Add a RSS feed for the news page

lazka · lazka · commit d14cd7dfd745 · 2025-08-08T12:03:47.000+02:00
This parses the HTML output from mkdocs and creates a feed file.
diff --git a/.github/workflows/main.yml b/.github/workflows/main.yml
@@ -40,7 +40,9 @@ jobs:
         run: |
           poetry install
 
-      - run: poetry run mkdocs build
+      - run: |
+          poetry run mkdocs build
+          poetry run python news2rss.py -f site/news/index.html -o site/news.xml
 
       - name: Upload for pages
         uses: actions/upload-pages-artifact@v3
diff --git a/mkdocs.yml b/mkdocs.yml
@@ -90,7 +90,8 @@ markdown_extensions:
     - pymdownx.critic
     - pymdownx.details
     - pymdownx.emoji:
-        emoji_generator: !!python/name:pymdownx.emoji.to_svg
+        emoji_index: !!python/name:material.extensions.emoji.twemoji
+        emoji_generator: !!python/name:material.extensions.emoji.to_svg
     - pymdownx.inlinehilite
     - pymdownx.magiclink
     - pymdownx.mark
diff --git a/news2rss.py b/news2rss.py
@@ -0,0 +1,136 @@
+#!#!/usr/bin/env python3
+# Converts the news page to an RSS feed
+
+import re
+import argparse
+from bs4 import BeautifulSoup
+from datetime import datetime
+import xml.etree.ElementTree as ET
+from urllib.parse import urljoin
+
+
+def extract_canonical_url(soup):
+    """Extract the canonical URL from the HTML content"""
+
+    canonical_link = soup.find("link", rel="canonical")

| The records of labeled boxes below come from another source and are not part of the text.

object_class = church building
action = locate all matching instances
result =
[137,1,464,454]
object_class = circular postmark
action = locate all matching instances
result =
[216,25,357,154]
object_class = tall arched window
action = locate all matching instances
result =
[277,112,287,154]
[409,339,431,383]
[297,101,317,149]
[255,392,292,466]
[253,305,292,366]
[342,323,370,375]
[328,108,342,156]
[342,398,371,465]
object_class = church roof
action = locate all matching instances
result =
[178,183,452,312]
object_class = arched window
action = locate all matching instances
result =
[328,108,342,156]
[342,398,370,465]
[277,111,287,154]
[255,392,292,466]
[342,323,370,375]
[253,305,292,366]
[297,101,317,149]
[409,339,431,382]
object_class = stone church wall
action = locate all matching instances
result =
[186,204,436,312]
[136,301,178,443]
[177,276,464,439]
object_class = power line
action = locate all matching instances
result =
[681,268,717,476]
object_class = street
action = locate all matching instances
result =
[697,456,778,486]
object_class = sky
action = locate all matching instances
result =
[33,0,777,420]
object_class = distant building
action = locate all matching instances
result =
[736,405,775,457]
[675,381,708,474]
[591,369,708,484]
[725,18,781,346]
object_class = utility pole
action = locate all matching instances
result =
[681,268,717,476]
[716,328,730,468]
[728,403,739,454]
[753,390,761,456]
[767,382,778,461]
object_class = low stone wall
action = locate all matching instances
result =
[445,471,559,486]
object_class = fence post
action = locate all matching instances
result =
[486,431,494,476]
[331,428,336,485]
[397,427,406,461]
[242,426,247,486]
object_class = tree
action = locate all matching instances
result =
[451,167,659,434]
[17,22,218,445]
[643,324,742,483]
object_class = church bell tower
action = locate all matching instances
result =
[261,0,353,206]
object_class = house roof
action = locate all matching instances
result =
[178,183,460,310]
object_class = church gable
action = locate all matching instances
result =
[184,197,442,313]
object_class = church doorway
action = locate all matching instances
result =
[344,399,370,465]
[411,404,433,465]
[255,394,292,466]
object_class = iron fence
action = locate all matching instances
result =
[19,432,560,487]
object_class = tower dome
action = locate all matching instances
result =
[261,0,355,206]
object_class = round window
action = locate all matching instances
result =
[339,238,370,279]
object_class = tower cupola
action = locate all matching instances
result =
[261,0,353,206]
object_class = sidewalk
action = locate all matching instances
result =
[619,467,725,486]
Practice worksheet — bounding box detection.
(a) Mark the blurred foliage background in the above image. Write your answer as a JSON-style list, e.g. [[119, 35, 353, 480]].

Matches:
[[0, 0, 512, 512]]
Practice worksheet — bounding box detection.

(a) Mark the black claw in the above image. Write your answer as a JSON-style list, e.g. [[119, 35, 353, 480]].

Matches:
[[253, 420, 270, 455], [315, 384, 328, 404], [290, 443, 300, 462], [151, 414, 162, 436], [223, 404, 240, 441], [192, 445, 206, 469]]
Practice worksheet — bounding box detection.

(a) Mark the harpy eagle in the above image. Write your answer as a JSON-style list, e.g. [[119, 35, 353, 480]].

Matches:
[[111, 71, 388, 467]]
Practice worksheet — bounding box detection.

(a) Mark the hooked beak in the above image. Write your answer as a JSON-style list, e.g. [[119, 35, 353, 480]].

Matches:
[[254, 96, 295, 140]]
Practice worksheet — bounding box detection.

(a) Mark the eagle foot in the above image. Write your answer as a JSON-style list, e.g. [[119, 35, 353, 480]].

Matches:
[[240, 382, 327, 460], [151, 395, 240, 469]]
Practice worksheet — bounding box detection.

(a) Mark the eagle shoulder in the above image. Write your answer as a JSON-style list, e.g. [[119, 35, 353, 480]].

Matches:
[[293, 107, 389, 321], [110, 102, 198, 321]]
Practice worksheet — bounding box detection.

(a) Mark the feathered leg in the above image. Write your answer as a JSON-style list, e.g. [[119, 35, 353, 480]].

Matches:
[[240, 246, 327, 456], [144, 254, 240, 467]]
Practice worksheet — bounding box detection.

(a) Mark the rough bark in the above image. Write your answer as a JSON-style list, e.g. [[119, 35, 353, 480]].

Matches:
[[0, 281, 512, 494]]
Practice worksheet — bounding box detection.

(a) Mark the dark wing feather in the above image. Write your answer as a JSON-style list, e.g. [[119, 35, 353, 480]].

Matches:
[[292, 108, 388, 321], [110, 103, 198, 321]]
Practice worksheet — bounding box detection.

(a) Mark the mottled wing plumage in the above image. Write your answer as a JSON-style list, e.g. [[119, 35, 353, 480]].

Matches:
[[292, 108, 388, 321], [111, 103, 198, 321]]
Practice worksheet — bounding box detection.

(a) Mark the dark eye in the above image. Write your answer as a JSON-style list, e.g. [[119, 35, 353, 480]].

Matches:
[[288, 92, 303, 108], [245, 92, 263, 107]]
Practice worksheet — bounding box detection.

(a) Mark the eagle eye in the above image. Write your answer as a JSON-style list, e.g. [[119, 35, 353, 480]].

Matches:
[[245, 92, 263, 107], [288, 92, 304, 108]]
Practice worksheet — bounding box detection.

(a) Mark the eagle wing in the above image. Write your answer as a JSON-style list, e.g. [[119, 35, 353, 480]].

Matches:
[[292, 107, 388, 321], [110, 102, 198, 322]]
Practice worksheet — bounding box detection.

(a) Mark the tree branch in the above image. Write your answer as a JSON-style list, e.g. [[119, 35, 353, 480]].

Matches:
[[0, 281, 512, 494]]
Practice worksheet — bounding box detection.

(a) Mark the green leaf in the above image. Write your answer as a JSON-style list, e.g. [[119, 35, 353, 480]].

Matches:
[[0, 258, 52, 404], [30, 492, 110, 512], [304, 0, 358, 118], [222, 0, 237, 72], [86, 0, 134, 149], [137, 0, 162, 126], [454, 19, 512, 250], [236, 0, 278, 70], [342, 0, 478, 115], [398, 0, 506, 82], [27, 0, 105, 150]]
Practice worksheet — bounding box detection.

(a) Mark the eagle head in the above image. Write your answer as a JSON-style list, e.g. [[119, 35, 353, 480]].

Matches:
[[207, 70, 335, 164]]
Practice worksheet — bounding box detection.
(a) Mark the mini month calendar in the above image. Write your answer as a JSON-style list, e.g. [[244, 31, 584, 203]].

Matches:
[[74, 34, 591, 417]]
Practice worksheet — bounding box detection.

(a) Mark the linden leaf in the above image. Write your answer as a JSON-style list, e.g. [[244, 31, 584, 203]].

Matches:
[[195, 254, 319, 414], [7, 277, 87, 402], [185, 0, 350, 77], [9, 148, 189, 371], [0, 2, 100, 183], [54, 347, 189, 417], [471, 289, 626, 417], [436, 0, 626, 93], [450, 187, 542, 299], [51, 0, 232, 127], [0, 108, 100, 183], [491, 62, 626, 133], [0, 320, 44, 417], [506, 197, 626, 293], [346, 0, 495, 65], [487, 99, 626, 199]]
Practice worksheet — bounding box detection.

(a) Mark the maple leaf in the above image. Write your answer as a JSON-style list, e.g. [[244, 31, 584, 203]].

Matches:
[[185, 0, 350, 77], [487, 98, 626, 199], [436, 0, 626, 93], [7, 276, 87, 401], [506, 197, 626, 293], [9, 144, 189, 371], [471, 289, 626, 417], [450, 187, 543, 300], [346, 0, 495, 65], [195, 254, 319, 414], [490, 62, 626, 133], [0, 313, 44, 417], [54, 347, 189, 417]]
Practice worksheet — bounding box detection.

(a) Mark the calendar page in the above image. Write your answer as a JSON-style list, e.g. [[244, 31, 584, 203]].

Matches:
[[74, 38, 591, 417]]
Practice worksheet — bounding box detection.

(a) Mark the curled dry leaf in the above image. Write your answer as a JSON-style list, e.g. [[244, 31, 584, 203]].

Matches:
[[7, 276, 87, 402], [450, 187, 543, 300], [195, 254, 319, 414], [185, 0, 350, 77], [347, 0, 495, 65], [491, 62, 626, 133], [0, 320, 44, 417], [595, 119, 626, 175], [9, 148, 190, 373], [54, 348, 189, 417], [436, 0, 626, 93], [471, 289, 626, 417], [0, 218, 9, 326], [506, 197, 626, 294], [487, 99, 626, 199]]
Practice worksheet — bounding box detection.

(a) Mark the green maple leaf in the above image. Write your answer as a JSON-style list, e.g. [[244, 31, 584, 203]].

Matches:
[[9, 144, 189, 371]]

+    if canonical_link and canonical_link.get("href"):
+        return canonical_link["href"]
+    return None
+
+
+def make_urls_absolute(soup, base_url):
+    """Convert relative URLs to absolute URLs in the HTML content"""
+
+    # Handle links
+    for link in soup.find_all("a", href=True):
+        link["href"] = urljoin(base_url, link["href"])
+
+    # Handle images
+    for img in soup.find_all("img", src=True):
+        img["src"] = urljoin(base_url, img["src"])
+
+    return soup
+
+
+def html_to_rss(html_content, feed_title, feed_description):
+    soup = BeautifulSoup(html_content, "html.parser")
+
+    # Extract page URL from canonical link
+    page_url = extract_canonical_url(soup)
+    if not page_url:
+        raise ValueError("No canonical URL found in the HTML content")
+
+    print(f"Found canonical URL: {page_url}")
+
+    # Convert relative URLs to absolute
+    soup = make_urls_absolute(soup, page_url)
+
+    # Create RSS root structure
+    rss = ET.Element("rss", version="2.0")
+    channel = ET.SubElement(rss, "channel")
+
+    # Channel metadata
+    ET.SubElement(channel, "title").text = feed_title
+    ET.SubElement(channel, "link").text = page_url
+    ET.SubElement(channel, "description").text = feed_description
+    ET.SubElement(channel, "language").text = "en-us"
+    ET.SubElement(channel, "lastBuildDate").text = datetime.now().strftime(
+        "%a, %d %b %Y %H:%M:%S +0000"
+    )
+
+    # Find all h3 entries (news items)
+    h3_tags = soup.find_all("h3", id=True)
+
+    for h3 in h3_tags:
+        # Extract date and title from h3
+        h3_id = h3.get("id", "")
+        date_match = re.match(r"(\d{4}-\d{2}-\d{2})", h3_id)
+
+        if not date_match:
+            print(f"Skipping h3 with id '{h3_id}' - no valid date found")
+            continue
+
+        date_str = date_match.group(1)
+
+        # Get title text (remove any code tags for cleaner title)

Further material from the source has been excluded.